On April 4, IBM announced plans to sell its marketing technology (martech) assets to investment management firm Centerbridge Partners. Upon completion of the deal, likely midyear following the customary regulatory and closing requirements, Centerbridge will form a new, standalone company based around the former IBM tech. Current IBM Watson Marketing leadership and staff will continue with the new company. Additionally, we expect the new company and IBM to maintain a close working relationship around critical capabilities such as artificial intelligence.

The Centerbridge deal follows IBM’s announcement in late 2018 to sell several on-premises and single-tenant hosted technologies, including Unica, to IT services firm HCL Technologies in a separate deal. At the time, we considered the HCL move a win-win, with IBM clients securing ongoing support and development of established tech investments and IBM clearing legacy product commitments from the roster so it could focus on more aggressively developing its cloud-based solutions.

Divesting the Watson Marketing and Commerce products to Centerbridge is surprising on the heels of HCL, and it takes a lot to surprise us! Upon reflection, it does make sense, however. IBM was already signaling different priorities — most overtly represented by its blockbuster $34 billion acquisition of Red Hat in October 2018 — making big moves in artificial intelligence, blockchain, cloud infrastructure, and building up its Global Services consulting capabilities.

But this is bigger than IBM. Here’s what the move tells us about the state of marketing technology in 2019:

  • Martech is a huge commitment. IBM’s decision provides further evidence of the substantial investments required to deliver martech innovation. It’s difficult — and expensive — to acquire martech components, assemble a viable enterprise marketing software suite (EMSS) portfolio, continuously develop best-in-class capabilities, and commercialize offerings in a crowded and competitive marketplace.
  • Marketing clouds form an increasingly exclusive club. There has been a dearth of new entrants in the EMSS space. There are only a few vendors possessing both the resources and incentives to make martech work at this scale. IBM follows in the footsteps of Teradata’s sell-off of its marketing applications business, followed by Experian’s similar divestiture — both to private equity (PE) firms.
  • Centerbridge has a big opportunity.
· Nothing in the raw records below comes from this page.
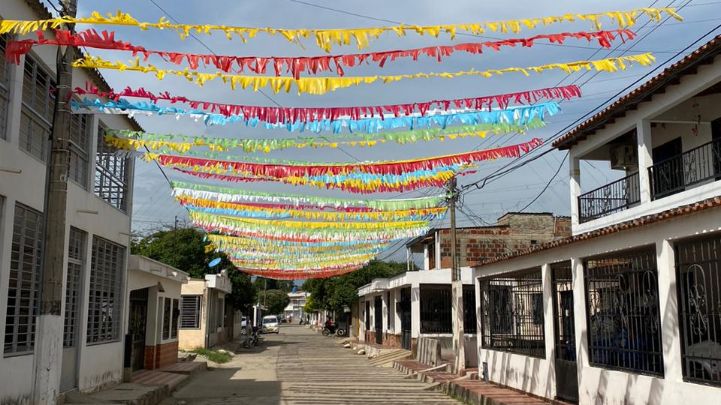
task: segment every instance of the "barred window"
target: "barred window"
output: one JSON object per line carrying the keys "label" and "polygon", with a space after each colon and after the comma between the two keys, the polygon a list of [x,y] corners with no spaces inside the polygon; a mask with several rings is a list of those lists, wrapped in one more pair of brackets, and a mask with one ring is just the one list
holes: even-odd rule
{"label": "barred window", "polygon": [[35,346],[42,243],[42,214],[25,205],[16,204],[5,317],[6,356],[30,354]]}
{"label": "barred window", "polygon": [[34,56],[25,56],[20,113],[20,147],[45,160],[55,105],[55,80]]}
{"label": "barred window", "polygon": [[63,347],[74,347],[78,334],[78,312],[82,274],[85,267],[85,243],[87,234],[77,228],[70,228],[68,243],[68,273],[65,278],[65,325]]}
{"label": "barred window", "polygon": [[163,340],[170,339],[170,318],[173,312],[173,301],[170,298],[160,298],[163,307]]}
{"label": "barred window", "polygon": [[421,333],[451,333],[451,286],[421,284]]}
{"label": "barred window", "polygon": [[663,375],[655,247],[590,258],[584,267],[591,364]]}
{"label": "barred window", "polygon": [[98,125],[98,153],[95,157],[95,195],[119,210],[128,209],[130,158],[105,143],[106,127]]}
{"label": "barred window", "polygon": [[184,295],[181,297],[180,328],[200,328],[200,295]]}
{"label": "barred window", "polygon": [[173,300],[173,323],[170,325],[170,338],[175,339],[178,337],[178,317],[180,316],[180,308],[178,307],[179,300]]}
{"label": "barred window", "polygon": [[123,246],[93,237],[88,293],[88,343],[107,343],[120,338],[124,263]]}
{"label": "barred window", "polygon": [[485,278],[480,287],[481,346],[545,357],[541,269]]}
{"label": "barred window", "polygon": [[676,245],[683,376],[721,386],[721,235]]}
{"label": "barred window", "polygon": [[[8,35],[0,35],[0,55],[5,55]],[[10,64],[0,58],[0,139],[7,139],[8,106],[10,104]]]}
{"label": "barred window", "polygon": [[72,180],[88,188],[88,149],[90,144],[91,114],[73,114],[70,118],[70,167]]}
Centerbridge is in position to create a competitor to Adobe, Oracle, and Salesforce where other PE firms like Vector Capital and Vista Equity have disappointed. Assuming proper capitalization by Centerbridge and newfound agility, the new company can leverage current customers, build on existing products, and develop a compelling go-to-market strategy.
  • Martech isn’t enough. The bigger prize for martech is supporting holistic customer experience (CX) solutions. Adobe, Oracle, Salesforce, and SAP have all acquired marketing, advertising, and commerce capabilities and increasingly offer sales and service solutions. Centerbridge must quickly reconcile IBM’s products, its current holdings, and potential investments to address evolving CX marketplace requirements.

The quality of IBM’s offerings and people, combined with Centerbridge’s investment, makes the potential of this deal compelling. And demand for martech is at an all-time high, so the timing has never been better to reinvigorate an established martech product portfolio. We look forward to learning more when the new firm launches later this year.